1.Let’s start at the (near) beginning: A young girl steps in front of the camera. Before caring what she looked like. Before agonizing over why her hair curled this way or another, before society could damage her inter-personal relations with herself. What happened?
2. This is me during what I now jokingly refer to as the “dark time.” This was when I began to embrace that I hated myself. I hated what I looked like. I hated the way people looked at me, I hated waking up every day being stuck in a body that didn’t allow me to show who I thought I was. So, like many other girls, I covered my face with makeup, hair, and strange faces.
3. Prom… school dances… dress shopping. All of these things bring bad memories. Do you know what it’s like to go to a store and have nothing fit you? It changes from “I want a cute shirt!” to “I need a shirt that will fit me…” Dress shopping was always the worst. My choices were very limited and usually very expensive. I never went dress shopping with even my closest friends. It was an embarrassing experience that I usually still dread to this day.
4. Bad pictures. We all have them. I always believed I was the only one. I have loathed this picture for years. But now I can look back and laugh at it, and realize that this was obviously not a true depiction of who I used to be.
5. Music. Music has been and always be one of the greatest escapes a person can have. I often think about which sense I would hate to lose the most and I have to conclude that it would be hearing. It’s the least judgmental sense you have (well… depends on what you’re listening to I suppose 🙂 ) The Beatles have inspired many, myself included and “Let it be” in particular has impacted my views. Enough so that it inspired me to have the phrase tattooed on me forever.
6.Working with communities who are discriminated based on their looks/feelings. I’ve had many opportunities to work with the queer community and especially the trans people I have met who were not happy with their body – so they changed it. You can change anything about your body you don’t like. It’s even easier to change the way you see yourself. As for everyone else – fuck ‘em.
7. Okay, usually I don’t use body positivity and Victoria’s Secret in the same sentence – but… They created this bra called the “Bombshell” and when I wear it, I feel like a boss. I don’t care if I’m conforming to society’s ideals, it’s what I like and it makes me feel good.
9. My people. Find your people. Use your people. I could not enumerate the impact that Choice USA has had on my life.
10. Being a feminist. Just erase everything you ever knew about social constructions of looks, gender, sex, etc and you will come to peace with yourself. Promise. Find what you love and then fight for it.
13. Change of scenery. Living on the most beautiful campus in the nation (unbiased opinion) makes me appreciate the beautiful things of this earth and all the beautiful people that live on it.

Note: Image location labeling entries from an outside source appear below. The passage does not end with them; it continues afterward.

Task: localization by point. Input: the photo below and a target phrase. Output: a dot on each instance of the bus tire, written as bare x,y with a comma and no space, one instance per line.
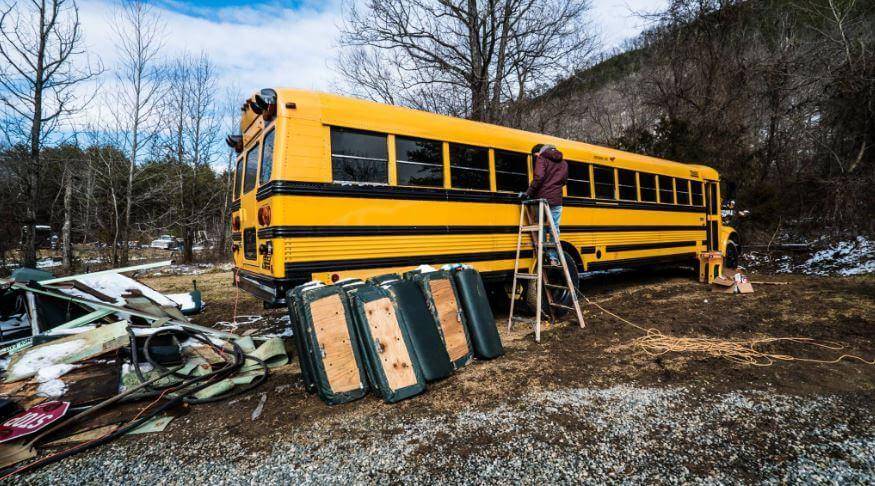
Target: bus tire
530,295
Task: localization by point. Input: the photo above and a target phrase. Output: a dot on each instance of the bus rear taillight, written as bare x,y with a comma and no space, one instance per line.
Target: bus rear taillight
264,215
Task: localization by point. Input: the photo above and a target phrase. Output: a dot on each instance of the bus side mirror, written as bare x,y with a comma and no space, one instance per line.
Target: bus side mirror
729,190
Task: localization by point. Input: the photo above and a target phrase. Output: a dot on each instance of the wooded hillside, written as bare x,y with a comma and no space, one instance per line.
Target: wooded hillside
778,95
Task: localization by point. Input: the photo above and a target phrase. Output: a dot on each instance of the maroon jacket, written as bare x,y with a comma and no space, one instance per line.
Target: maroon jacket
551,174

14. It took a great relationship and even more of an amazing person to open my eyes and realize I was so much more than what was in the mirror. This person filled my life with love and inspired me to better myself for me – and no one else. Even though this person has removed themselves from my life, I still remember all the things he taught me.

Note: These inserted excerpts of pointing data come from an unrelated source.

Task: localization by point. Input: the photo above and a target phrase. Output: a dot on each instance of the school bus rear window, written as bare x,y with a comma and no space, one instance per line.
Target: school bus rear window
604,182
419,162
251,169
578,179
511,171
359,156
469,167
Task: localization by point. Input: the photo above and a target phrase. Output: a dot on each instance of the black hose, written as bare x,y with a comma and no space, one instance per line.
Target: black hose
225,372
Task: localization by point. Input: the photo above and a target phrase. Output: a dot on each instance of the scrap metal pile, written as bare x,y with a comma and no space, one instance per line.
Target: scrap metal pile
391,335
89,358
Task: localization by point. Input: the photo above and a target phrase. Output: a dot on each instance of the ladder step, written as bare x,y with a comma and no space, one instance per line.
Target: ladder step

15. It took having some of the prettiest best friends a girl could ask for – and realizing that they too, had much insecurity despite how perfect I thought their lives might be. Having a best friend with whom you can discuss the grossest things about your body is a rarity. I encourage you to find one.
19. It took coming to terms with my sexuality. Embracing it. Never apologizing for my desires and acting on them, I answer to no one but myself.
21. I’m not ashamed of my body anymore. I don’t try to hide myself. It hasn’t been an overnight process, and it’s a journey that has yet to end. But putting together all the things I have learned and inspired me to be me, I can finally say that I’m Body Positive, and I hope you can be too.